In both cases, she said she had shot her victim with a .22
calibre Beretta pistol, chopped up the body with a chain saw,
put it in a freezer at the parlour, and eventually buried it
downstairs in the cellar, the Austria Press Agency reported.
Prosecutor Petra Freh described the defendant, who appeared
before a packed court wearing a grey dress and flanked by
prison guards and her celebrity defence lawyer Rudolf Mayer,
as "ice-cold" and a "ticking time bomb".
"It's clear that the defendant has two faces," Freh said,
warning that Carranza could kill again.
Carranza told the court the nature of her husband, Holger
Holz, had completely changed after their wedding, and that
matters had got worse when they were evicted from their
apartment and moved into the ice cream shop, and Holz joined
the Hare Krishna movement.
"He slept until 10 o'clock and came at 11 o'clock. We had no
ice cream. He did nothing. He didn't want to get a grip," she
said.
Even after she started a relationship with ice cream machine
salesman Manfred Hinterberger and divorced Holz, he refused
to move out, she told the court on Monday.

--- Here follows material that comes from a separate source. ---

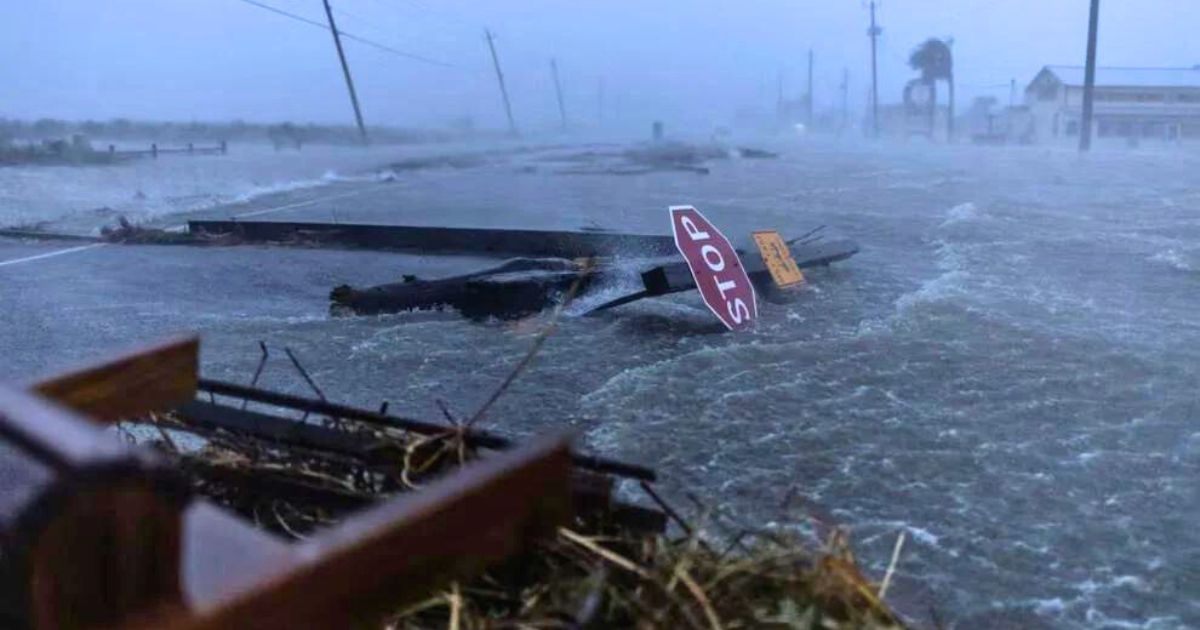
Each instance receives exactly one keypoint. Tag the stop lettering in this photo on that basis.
(715, 267)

One Sunday, after an argument about the issue, she said she
had shot Holz twice in the back of the head and once in the
temple as he sat at his computer.
Mayer, who unsuccessfully defended Austria's most notorious
living criminal Josef Fritzl in 2009, said the psychiatrist's
report on Carranza showed that her danger to society could be
reduced "to zero" with proper treatment.
He warned the jury not to be influenced by negative
portrayals in the Austrian media, which have had a field day
with the story of the Hispanic immigrant and her many lovers.
"The defence is determined ... that the jury do not accept
the picture that been has given of her as ice-cold,
unfeeling, unscrupulous, capable of anything, but rather that
they recognise what is behind this facade," he told
journalists.
Fritzl was sentenced to life imprisonment for incarcerating
his daughter in the basement of his family home for 24 years,
during which he physically assaulted and raped her, fathering
seven children.
Hinterberger left Carranza shortly after her divorce but
turned up on the doorstep of the salon with a suitcase a year
and a half later after being thrown out by his girlfriend.
She said she had taken him back, but then found sex messages
on his phone and his profile on a dating site.
On the way home from an evening out with friends, where he
had flirted with another woman, she had wanted to talk about
it but he had simply shouted at her and then gone to bed, she
said.
"He turned to the wall and began snoring. He just turned
around and that was the end of the matter for him. I was so
furious," Carranza said.
She then described how she had reached under the mattress for
the same pistol she had used to kill her ex-husband, loaded
it, and shot him in his sleep.
Again, she chopped up his body, deep-froze the parts and
eventually buried them under the icecream parlour, where they
were found by chance during maintenance work last year.
Carranza was extradited from Italy, two months pregnant by
another man, to face charges in Austria.
The trial is due to run until Friday.